Мы в молчании довершили ужин. Анук и Розетт отправились спать, а я осталась одна со стаканом красного вина и размышлениями о том, чем в данный момент может быть занят Рейно. Представляла себе, как он в своем маленьком домике следит за гаснущими лучами заката и слушает звон колоколов в церкви, где служит мессу его соперник. Но все это время меня никак не покидала какая-то странная тревога; в итоге я открыла дверь и вышла на улицу.

Там пахло пылью и персиками. В розмарине у зеленой изгороди пели сверчки. В этой части города нет уличных фонарей, но небо, которое так толком и не потемнело, давало достаточно света, чтобы я смогла различить тропинку, ведущую к мосту и дальше в Ланскне.

Спускаясь с пригорка, я видела, как постепенно оживает Маро.

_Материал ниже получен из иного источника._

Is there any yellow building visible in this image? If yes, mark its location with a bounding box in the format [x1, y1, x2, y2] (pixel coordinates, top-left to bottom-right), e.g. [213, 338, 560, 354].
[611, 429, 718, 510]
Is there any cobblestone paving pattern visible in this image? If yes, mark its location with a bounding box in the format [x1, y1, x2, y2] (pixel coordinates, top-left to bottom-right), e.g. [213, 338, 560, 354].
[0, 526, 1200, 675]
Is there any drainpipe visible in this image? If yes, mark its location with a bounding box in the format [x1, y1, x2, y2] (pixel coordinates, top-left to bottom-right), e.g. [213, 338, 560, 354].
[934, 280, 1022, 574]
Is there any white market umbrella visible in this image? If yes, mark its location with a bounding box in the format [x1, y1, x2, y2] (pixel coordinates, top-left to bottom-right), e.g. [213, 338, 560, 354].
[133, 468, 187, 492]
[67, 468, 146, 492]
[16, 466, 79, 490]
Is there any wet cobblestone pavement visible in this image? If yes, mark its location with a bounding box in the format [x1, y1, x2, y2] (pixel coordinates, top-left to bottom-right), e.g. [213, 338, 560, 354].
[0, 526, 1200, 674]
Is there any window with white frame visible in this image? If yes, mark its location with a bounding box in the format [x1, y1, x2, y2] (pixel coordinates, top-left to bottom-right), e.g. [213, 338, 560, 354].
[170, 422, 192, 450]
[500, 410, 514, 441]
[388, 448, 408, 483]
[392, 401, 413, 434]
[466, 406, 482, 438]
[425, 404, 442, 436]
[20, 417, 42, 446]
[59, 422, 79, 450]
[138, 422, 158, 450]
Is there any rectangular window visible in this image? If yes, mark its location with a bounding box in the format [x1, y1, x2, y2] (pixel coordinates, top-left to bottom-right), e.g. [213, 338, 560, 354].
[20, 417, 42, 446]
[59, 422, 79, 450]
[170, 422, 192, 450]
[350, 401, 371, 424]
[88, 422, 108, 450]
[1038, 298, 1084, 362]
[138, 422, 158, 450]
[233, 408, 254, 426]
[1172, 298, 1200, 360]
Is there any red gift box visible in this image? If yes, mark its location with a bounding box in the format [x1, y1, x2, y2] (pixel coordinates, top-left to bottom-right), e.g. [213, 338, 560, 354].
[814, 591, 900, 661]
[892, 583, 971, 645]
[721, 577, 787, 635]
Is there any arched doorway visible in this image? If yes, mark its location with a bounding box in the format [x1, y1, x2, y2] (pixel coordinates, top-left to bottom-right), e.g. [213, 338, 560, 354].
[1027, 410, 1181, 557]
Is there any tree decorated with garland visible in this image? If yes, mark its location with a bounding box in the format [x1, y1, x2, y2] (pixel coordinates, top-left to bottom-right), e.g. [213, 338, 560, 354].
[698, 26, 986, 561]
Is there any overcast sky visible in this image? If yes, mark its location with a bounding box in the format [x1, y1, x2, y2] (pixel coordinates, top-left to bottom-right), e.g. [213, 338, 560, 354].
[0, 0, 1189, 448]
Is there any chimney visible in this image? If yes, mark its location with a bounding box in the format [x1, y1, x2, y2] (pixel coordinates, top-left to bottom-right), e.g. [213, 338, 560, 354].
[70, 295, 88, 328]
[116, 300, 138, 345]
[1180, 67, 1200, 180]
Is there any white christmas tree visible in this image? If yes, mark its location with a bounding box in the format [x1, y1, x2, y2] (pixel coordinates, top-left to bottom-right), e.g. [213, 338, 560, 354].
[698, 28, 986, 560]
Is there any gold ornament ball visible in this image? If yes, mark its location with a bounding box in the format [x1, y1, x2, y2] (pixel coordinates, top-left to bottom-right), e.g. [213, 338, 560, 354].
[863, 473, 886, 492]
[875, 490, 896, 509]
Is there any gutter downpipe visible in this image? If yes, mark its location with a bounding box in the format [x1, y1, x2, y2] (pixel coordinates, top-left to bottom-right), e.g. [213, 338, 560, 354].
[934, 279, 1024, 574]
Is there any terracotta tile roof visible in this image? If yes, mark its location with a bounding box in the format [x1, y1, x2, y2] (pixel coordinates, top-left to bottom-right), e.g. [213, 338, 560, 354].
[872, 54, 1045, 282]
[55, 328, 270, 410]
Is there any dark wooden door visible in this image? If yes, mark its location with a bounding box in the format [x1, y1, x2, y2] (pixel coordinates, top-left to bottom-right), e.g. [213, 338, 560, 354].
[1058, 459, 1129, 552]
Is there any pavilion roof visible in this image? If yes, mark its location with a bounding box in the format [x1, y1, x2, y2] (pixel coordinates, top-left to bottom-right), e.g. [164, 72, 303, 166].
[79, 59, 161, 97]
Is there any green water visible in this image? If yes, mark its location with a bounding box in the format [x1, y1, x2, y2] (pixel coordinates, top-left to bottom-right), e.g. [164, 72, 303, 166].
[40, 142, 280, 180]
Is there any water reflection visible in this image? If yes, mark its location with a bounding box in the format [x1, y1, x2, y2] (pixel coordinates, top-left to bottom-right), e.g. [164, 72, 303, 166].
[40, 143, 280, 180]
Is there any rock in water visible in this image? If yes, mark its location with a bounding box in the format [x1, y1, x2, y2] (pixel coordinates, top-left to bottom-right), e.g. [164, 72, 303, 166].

Сквозь закрытые ставни пробивались полоски света; люди ходили по улице — кто-то шел домой, кто-то в гости; из открытых кухонных дверей доносился запах специй, готовящейся пищи, благовоний. Все это невероятно отличалось от обстановки, что царила здесь всего несколько часов назад: отупляющая ровная жара, настороженная, бдительная тишина, изредка попадающиеся женщины в хиджабах и абайях поверх обычной одежды и бородатые мужчины в длинных белых рубахах. Теперь отовсюду доносились голоса, смех, звуки праздничного застолья. В рамадан дни кажутся особенно долгими. Под вечер даже самая простая трапеза воспринимается как пиршество, а каждый стакан воды — как благословение. Поужинав, люди принимаются рассказывать истории, играть в разные игры. Дети в такие вечера ложатся спать очень поздно.